Baseball Examples Using the Lahman Database
These examples depend on this database:
/anvil/projects/tdm/data/lahman/lahman.db
Stealing Bases for Several Teams
For this question, first find the teamID, yearID, and playerID for players who stole 40 or more bases for an individual team in an individual season, during the years since 1901.
Then use this table as a subquery, to find the players who achieved this feat for at least 5 distinct teams during their career.

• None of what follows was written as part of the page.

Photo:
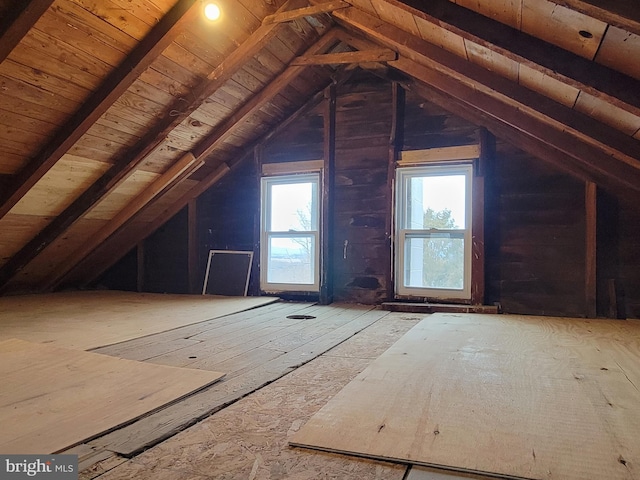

SELECT teamID, yearID, playerID FROM Batting WHERE (SB >= 40) AND (yearID >= 1901);
SELECT COUNT(DISTINCT teamID) as mycounts, playerID FROM (SELECT teamID, yearID, playerID FROM Batting WHERE (SB >= 40) AND (yearID >= 1901)) GROUP BY playerID HAVING mycounts >= 5;
More Walks than Strikeouts
There are some players who have more walks than strikeouts. Notice the use of HAVING
instead of WHERE
because we are comparing a function of the table values. When we SUM
values, SQL needs to calculate the results before the query can be displayed, so we need to use HAVING
instead of WHERE
.
SELECT playerID, SUM(BB), SUM(SO) FROM Batting GROUP BY playerID HAVING SUM(BB) > SUM(SO);
How many such players achieved this feat, in other words, had more walks than strikeouts? We can use our work above as a subquery, and COUNT
the number of rows from that subquery:
SELECT COUNT(*) FROM (SELECT playerID, SUM(BB), SUM(SO) FROM Batting GROUP BY playerID HAVING SUM(BB) > SUM(SO));
We can also find the total number of baseball players:
SELECT COUNT(DISTINCT playerID) FROM Batting;
Now that we know there are 2321 players who achieved more walks than strikeouts, and there are 20730 players altogether in the database, we conclude that only 11.1 percent of players (altogether) distinguished this feat in their careers!